Is it possible to print the callgraph of a Cargo workspace?

I would like to display (and ideally navigate, but that's optional) the callstack of my Rust program. I found cargo-call-stack, but it seems that it doesn't work if the project uses workspace (I opened an issue).

It there any way to print the callstack of a rust program?

There are several profiling programs available that also provide callgraphs. Often times these programs are not specific to rust and can work for many languages (like C, C++, Go, Rust, Java, etc...). Usually they rely on debug symbols.
So these programs won't mind that you're using a Cargo workspace since they do all their magic by running the binary and performing runtime analysis of said binary.

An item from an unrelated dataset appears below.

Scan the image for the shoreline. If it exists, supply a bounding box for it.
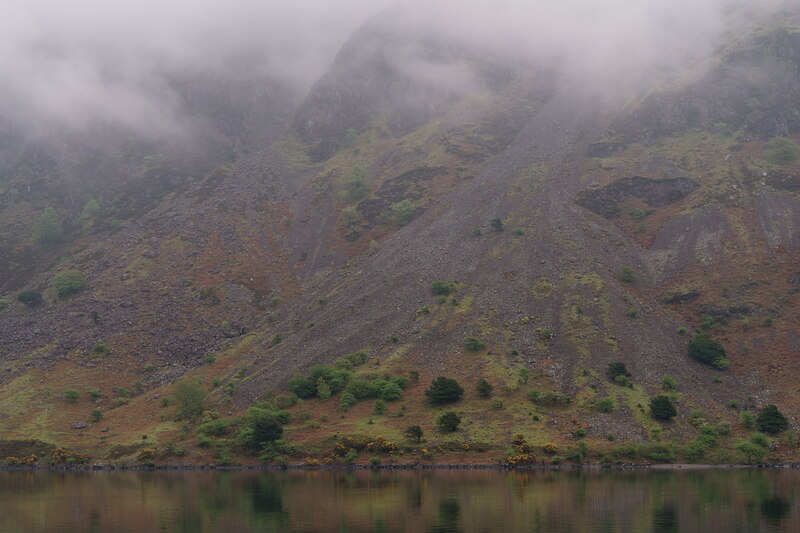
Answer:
[0,463,800,472]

What OS are you running? If you're on Linux, there is perf and there is callgrind/KCachegrind (part of the valgrind suite of software). I could expand on these pieces of software more if you're using Linux.

If you're not using Linux, I think you should make a new topic where you ask people what profiling software they use for <your OS>, and that you need callgraph support. A pointed question like that will probably get more answers.

Yes, I'm using Linux :slight_smile:

First things first, both of these require debug symbols. The dev profile has debug symbols enabled, but you might not want to base your analysis off of the unoptimized version, since the optimizer is going to do various transformation to your program (including inlining). This means that the conclusions you get from analyzing an unoptimized program might be very different.
So you'll want to enable some optimizations for the dev profile. In your Cargo.toml:

[profile.dev]
#debug = true # This is the default for dev profiles
opt-level = 2

I also want to note that I'm no expert on these profilers. They have a lot of configuration options available and a lot of functionality and data.

Screenshots:

Perf

Perf with --call-graph=graph: use a graph tree, displaying absolute overhead rates.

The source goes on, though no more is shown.